John Cassavetes maakte met deze moderne screwball comedy een veel lichtere film dan zijn publiek tot dan toe van hem gewend was. Het resulteert in een weliswaar grappige en soms pijnlijke film, maar met zijn liefdespaar maakt de regisseur een te grote inbreuk op de geloofwaardigheid.
Minnie (Gena Rowlands) en Moskowitz (Seymour Cassel), een museumcurator en een parkeerwacht, ontmoeten elkaar en worden verliefd gedurende een viertal zeer emotionele en hectische dagen. Rowlands is fenomenaal als de mooie maar ook onzekere en in de liefde teleurgestelde Minnie. Ze weet de irrationaliteit en complexiteit van haar personage in al zijn nuances over te brengen en als kijker ga je haar keuze voor Moskowitz bijna begrijpen.

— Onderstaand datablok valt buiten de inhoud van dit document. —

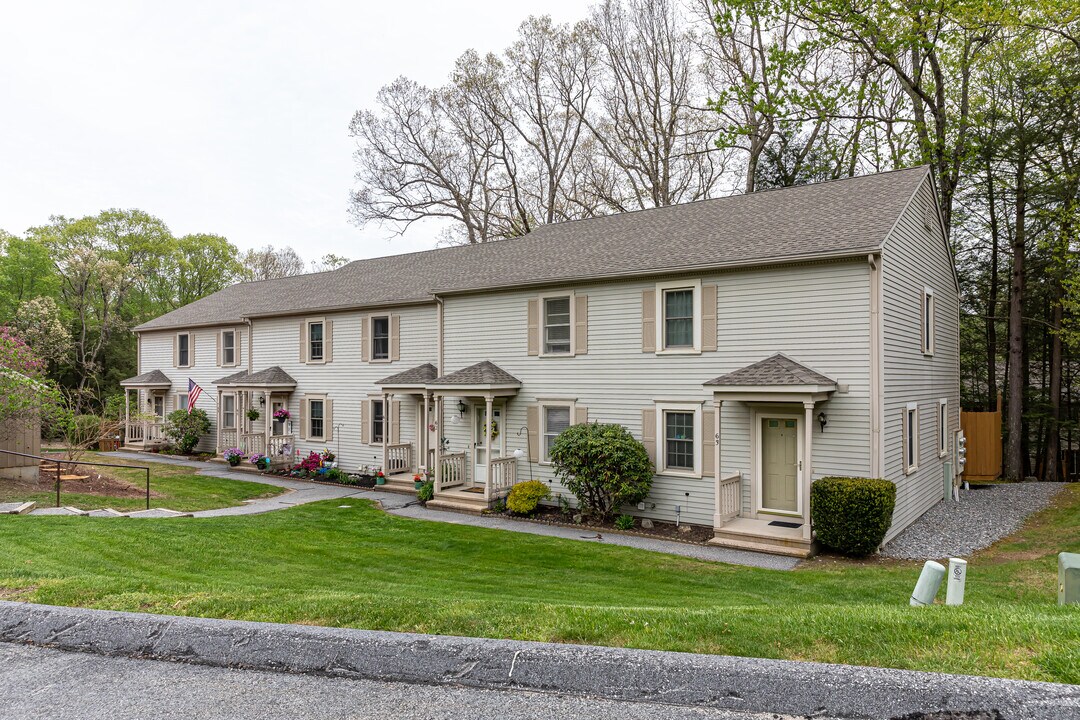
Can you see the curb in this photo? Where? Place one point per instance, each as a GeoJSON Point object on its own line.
{"type": "Point", "coordinates": [714, 681]}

Bijna. Cassels vertolking van de hyperactieve Moskowitz (een ADHD’er uit het boekje) is zo eenzijdig dat de ongeloofwaardigheid over Minnies keuze in stand blijft. Ook de ondersteunende rollen zijn te grof en ongenuanceerd om indruk te maken. Van de schreeuwende date from hell waarmee Minnie aan het begin is opgezadeld, tot het stereotype waartoe Moskowitz’ moeder wordt gereduceerd. De typische beeldtaal van de regisseur is wel weer aanwezig en de film bevat een aantal zeer grappige scènes, maar het zijn momenten in een film die het zonder spanningsboog of punchline moet stellen. Een ding moet je Cassavetes wel nageven. In de scènes waarin de geliefden naar Casablanca en de rol van Humphrey Bogart daarin kijken of er over spreken, weet hij een pregnante kritiek op Hollywood te verwerken — op zijn eigen afhankelijke rol in dat systeem en de manier waarop haar idealiserende blik op de liefde contrasteert met de harde realiteit.